По мнению С.Н.Булгакова, «Христиане должны стремиться к усовершенствованию социального строя».3 Однако не следует забывать, что делать это надо с чувством христианской ответственности, основываясь на «духовном художестве» или, если использовать иной язык, на рефлексивном конструировании собственной идентичности и ответственности за мир и себя. Философ полагает, что именно «чрез это внутреннее духовное делание создается мир христианских ценностей в государстве, в хозяйстве, в культуре, возникает то, что называется духом жизни»1. Поэтому-то православие и должно избавляться от равнодушия к практическим задачам. Добавим, что в этом вопросе православие, по нашему мнению, не должно отдавать пальму первенства практически ориентированному героизму, который опирается только на «земную» мораль. Устремленность к предельному и высокому не должна умалять важность повседневности. По словам Н.П. Булгакова, «православие воспитывает прежде всего сердце, и в этом состоит главное его отличие, источник как его превосходства, так и его слабости, может быть, более всего проявляемой в воспитании религиозной воли»2
Позиции С.Н. Булгакова, стремящегося найти некую гармонию в соотношении «горнего и дольнего» при безусловном приоритете первого близка мысль о.Керна, который указывает на две опасности, возникающие при трактовке культуры и творчества в контексте христианской мысли: соблазн переоценки культуры, признание за творчеством его абсолютной ценности; и искушение абсолютного неприятия культуры, ее уничижения во имя благочестия. В умалении значимости социально-культурной деятельности, как уже было рассмотрено нами выше, несправедливо упрекали К. Н. Леонтьева.

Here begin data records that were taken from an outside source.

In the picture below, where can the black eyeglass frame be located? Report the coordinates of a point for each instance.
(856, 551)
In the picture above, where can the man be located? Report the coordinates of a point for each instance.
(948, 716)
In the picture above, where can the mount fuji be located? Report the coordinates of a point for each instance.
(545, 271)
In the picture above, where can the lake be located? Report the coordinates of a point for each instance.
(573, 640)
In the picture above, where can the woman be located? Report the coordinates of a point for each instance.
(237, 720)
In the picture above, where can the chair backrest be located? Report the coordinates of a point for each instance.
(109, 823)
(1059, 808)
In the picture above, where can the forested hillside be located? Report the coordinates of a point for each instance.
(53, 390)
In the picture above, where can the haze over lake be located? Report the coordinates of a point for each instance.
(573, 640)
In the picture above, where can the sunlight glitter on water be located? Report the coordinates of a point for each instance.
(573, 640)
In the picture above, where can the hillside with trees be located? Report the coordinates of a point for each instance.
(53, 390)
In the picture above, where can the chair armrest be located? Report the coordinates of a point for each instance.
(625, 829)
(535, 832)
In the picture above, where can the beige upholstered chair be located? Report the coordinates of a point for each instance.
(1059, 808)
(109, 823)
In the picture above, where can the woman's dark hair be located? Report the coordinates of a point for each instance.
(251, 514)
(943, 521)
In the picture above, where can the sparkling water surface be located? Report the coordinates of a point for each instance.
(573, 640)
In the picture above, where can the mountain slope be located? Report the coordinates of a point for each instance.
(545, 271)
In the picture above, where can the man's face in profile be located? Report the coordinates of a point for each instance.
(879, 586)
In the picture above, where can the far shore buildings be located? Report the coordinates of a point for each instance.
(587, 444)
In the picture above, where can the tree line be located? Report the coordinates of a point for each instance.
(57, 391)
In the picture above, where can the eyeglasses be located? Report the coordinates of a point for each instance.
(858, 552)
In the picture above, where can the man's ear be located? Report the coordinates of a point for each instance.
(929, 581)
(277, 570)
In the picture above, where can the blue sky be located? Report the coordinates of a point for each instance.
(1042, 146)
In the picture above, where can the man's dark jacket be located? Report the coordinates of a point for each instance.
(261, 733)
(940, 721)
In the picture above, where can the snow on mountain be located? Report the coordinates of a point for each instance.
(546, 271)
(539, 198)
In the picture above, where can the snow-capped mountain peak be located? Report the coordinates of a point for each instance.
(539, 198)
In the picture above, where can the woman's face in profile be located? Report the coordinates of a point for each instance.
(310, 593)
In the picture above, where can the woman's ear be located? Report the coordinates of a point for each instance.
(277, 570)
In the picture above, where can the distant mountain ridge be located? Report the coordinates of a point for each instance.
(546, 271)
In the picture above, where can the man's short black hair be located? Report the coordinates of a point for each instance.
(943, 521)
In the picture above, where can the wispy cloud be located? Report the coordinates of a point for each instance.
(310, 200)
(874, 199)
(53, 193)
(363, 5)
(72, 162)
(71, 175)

Концепция культурного творчества и христианского социализма Булгакова в контексте православного понимания культуры
Итак, идея христианского социализма С.Н.Булгакова в целом призывает к объединению соборного духа Церкви с экономическим, политическим и социальным устройством общества, она противопоставляет «вдохновение любви и социального равенства» христианского социализма «безбожности» и равнодушию к человеку. По большому счету, эта программа выражает идеи и интересы либерально настроенной интеллигенции (в частности, идеологию кадетства).

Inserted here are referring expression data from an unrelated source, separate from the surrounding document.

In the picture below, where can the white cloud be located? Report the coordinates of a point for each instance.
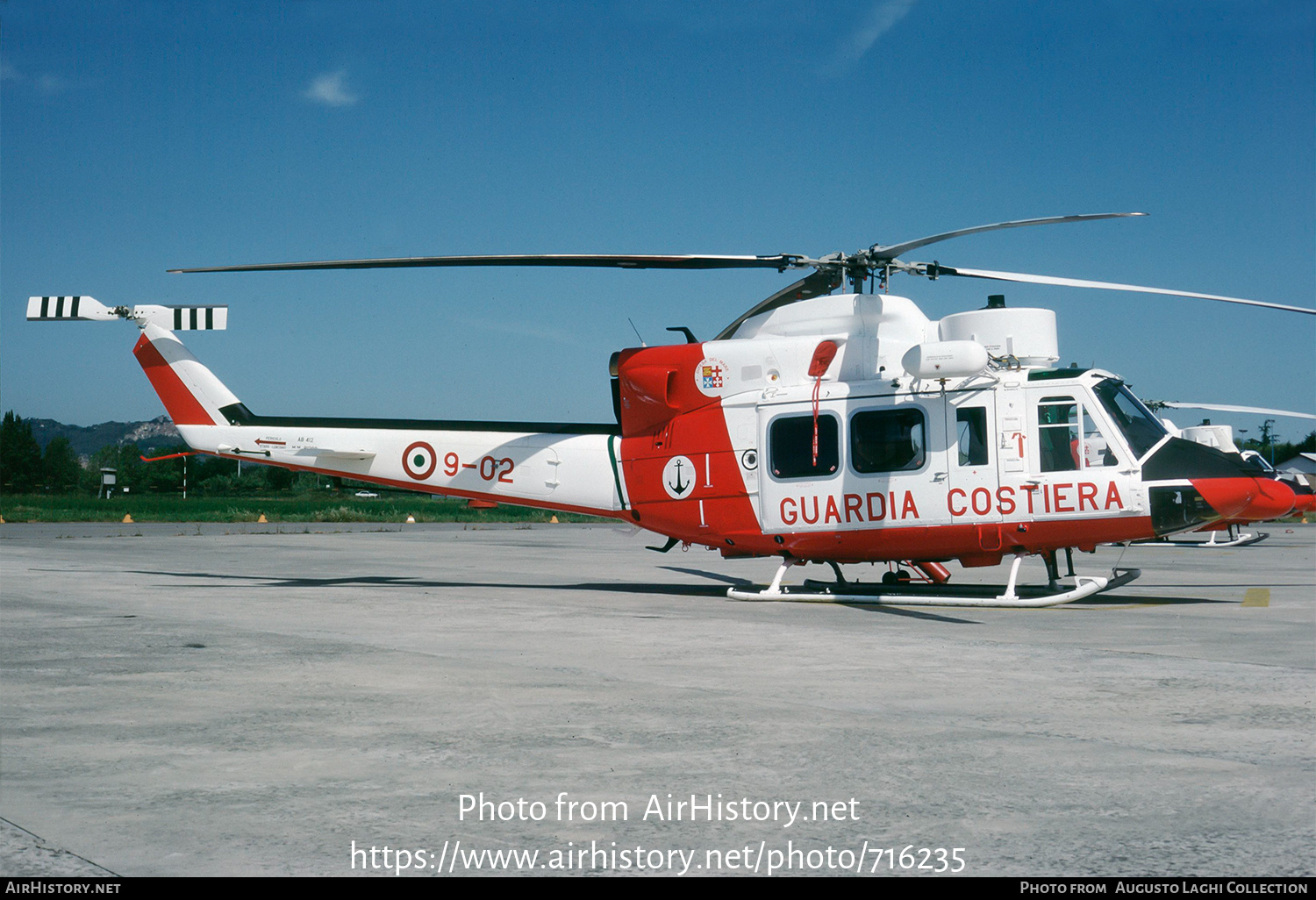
(332, 89)
(53, 84)
(881, 18)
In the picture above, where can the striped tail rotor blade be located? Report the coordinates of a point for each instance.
(68, 310)
(184, 318)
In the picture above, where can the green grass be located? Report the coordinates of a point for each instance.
(297, 508)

Булгакову не удалось найти активных сторонников своей программы; ее не поддержали ни в народе, ни в среде интеллигенции. Но все-таки в дальнейшем философ не отказался от своей идеи христианского социализма, рассматривая его как «способ практического осуществления христианской любви и солидарности». С.Н.Булгаков полагал, что «истинное христианство неизбежно приводит к социализму», но отказывался добиваться этого политической борьбой. Так, когда ему предложили в 1917 году возглавить в России «христианско-социалистическое движение», то он решительно отказался, мотивируя свой отказ невозможностью рассматривать христианство как партию. В одной из последних работ «Православие. Очерки учения Православной Церкви» философ вновь возвращается к этой теме и формулирует достоинства христианского социализма: неприятие корысти, эксплуатации, индивидуализма, спекуляции и эгоизма.1 Даже вопреки суровой реальности, связанной с гонениями на РПЦ в советской России, о.Сергий надеется, что русское православие усвоит жестокие уроки действительности и сможет возродить идею христианского социализма со свойственными ему «вдохновением любви и социального равенства». И хотя ряд исследователей продолжают и сегодня его упрекать в отходе от восточно-христианской традиции, однако некоторые его идеи находят отражение в «Основах социальной концепции РПЦ»: трактовка социального идеала как формы человеческой свободы и, тем самым, формы реализации нравственности. Кроме того, утверждается, что человек обязан следовать социальным нормам только лишь в той степени, в какой эти нормы выражают нравственное добро.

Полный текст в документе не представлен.